What is the best feeding schedule for babies? ›

Most newborns eat every 2 to 3 hours, or 8 to 12 times every 24 hours. Babies might only take in half ounce per feeding for the first day or two of life, but after that will usually drink 1 to 2 ounces at each feeding.

What is your 1 year old feeding schedule? ›

At 1 year, solid foods – including healthy snacks – are now your child's main source of energy and nutrition. He can take between three quarters to one cup of food three to four times a day, plus one to two snacks between meals. Continue breastfeeding as much as your child wants, until he is at least 2 years old.

How much should I feed my baby for the first time? ›

Start with small amounts of new solid foods — a teaspoon at first and slowly increase to a tablespoon. The goal for feeding is one small jar (four ounces or a cup) of strained baby food per meal. Start with dry infant rice cereal first, mixed as directed, followed by vegetables, fruits, and then meats.

What age do babies go 4 hours between feeds? ›

Baby is at Least 12 Weeks Old

Baby needs to be old enough to go 4 hours between feedings both for the length between feedings and also because going 4 hours between feedings means dropping the number feedings in a day.

When should I stop waking my baby to feed at night? ›

It's OK to think about night weaning for healthy breastfed children from 12 months of age. At this age, most children are getting enough food during the day for their growth and development. But before 12 months, night weaning breastfed babies can reduce your milk supply.

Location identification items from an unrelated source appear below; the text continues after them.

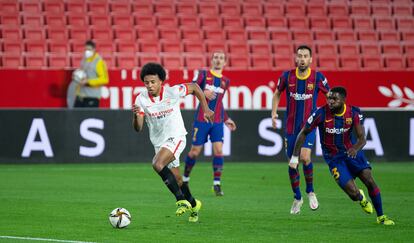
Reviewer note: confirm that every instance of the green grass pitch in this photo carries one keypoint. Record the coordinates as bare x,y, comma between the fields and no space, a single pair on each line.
72,202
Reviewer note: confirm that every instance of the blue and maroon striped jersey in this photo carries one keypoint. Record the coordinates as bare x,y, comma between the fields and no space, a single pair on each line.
301,95
335,130
207,79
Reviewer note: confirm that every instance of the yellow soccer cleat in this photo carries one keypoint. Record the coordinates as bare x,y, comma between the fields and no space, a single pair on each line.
385,220
194,212
182,207
365,204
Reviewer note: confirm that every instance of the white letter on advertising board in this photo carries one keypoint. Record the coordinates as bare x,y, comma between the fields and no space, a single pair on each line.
270,136
38,126
92,137
375,142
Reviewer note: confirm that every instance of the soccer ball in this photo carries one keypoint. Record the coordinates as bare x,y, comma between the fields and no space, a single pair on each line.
120,218
78,75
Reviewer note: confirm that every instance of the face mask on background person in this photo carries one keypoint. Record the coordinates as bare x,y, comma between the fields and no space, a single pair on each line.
88,53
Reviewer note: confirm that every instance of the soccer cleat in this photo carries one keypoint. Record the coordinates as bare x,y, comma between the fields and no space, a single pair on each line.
182,207
313,201
194,212
297,204
383,219
217,190
365,204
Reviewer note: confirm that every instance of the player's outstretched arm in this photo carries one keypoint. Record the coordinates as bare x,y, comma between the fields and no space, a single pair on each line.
293,163
275,105
193,88
360,143
138,119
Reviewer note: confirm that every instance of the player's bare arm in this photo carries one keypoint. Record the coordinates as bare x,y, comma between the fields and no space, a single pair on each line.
361,141
293,163
193,88
275,104
138,120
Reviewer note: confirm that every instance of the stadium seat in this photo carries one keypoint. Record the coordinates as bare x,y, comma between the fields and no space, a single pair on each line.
370,49
372,62
348,48
193,46
38,47
35,61
12,61
191,33
259,47
32,20
328,63
58,47
394,62
320,23
122,20
283,62
120,7
315,9
126,61
187,8
278,34
295,10
326,48
384,23
194,61
254,21
98,7
367,35
352,62
126,46
238,62
261,62
172,62
323,35
148,46
208,8
58,61
170,46
276,22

1. How to get through the first year with a baby! Mom & Dad Survival Tips!
(Elle Herself)
2. Your Baby's First Year: Common Feeding Misconceptions vs. Doctor Guidelines.
(Dr. Eileen MD)
3. The First 1000 Days | Johan Morreau | TEDxTauranga
(TEDx Talks)
4. Ask-a-Doc | What should babies eat in the first year | Cook Children's
(Cook Children's Health Care System)
5. Newborn Breastfeeding Schedule | CloudMom
6. What to Feed Your Baby During Their First Year!
(Thrive Market)
Top Articles
Latest Posts
Article information

Author: Lilliana Bartoletti

Last Updated: 05/03/2023

Views: 5976

Rating: 4.2 / 5 (53 voted)

Reviews: 92% of readers found this page helpful

Author information

Name: Lilliana Bartoletti

Birthday: 1999-11-18

Address: 58866 Tricia Spurs, North Melvinberg, HI 91346-3774

Phone: +50616620367928

Job: Real-Estate Liaison

Hobby: Graffiti, Astronomy, Handball, Magic, Origami, Fashion, Foreign language learning

Introduction: My name is Lilliana Bartoletti, I am a adventurous, pleasant, shiny, beautiful, handsome, zealous, tasty person who loves writing and wants to share my knowledge and understanding with you.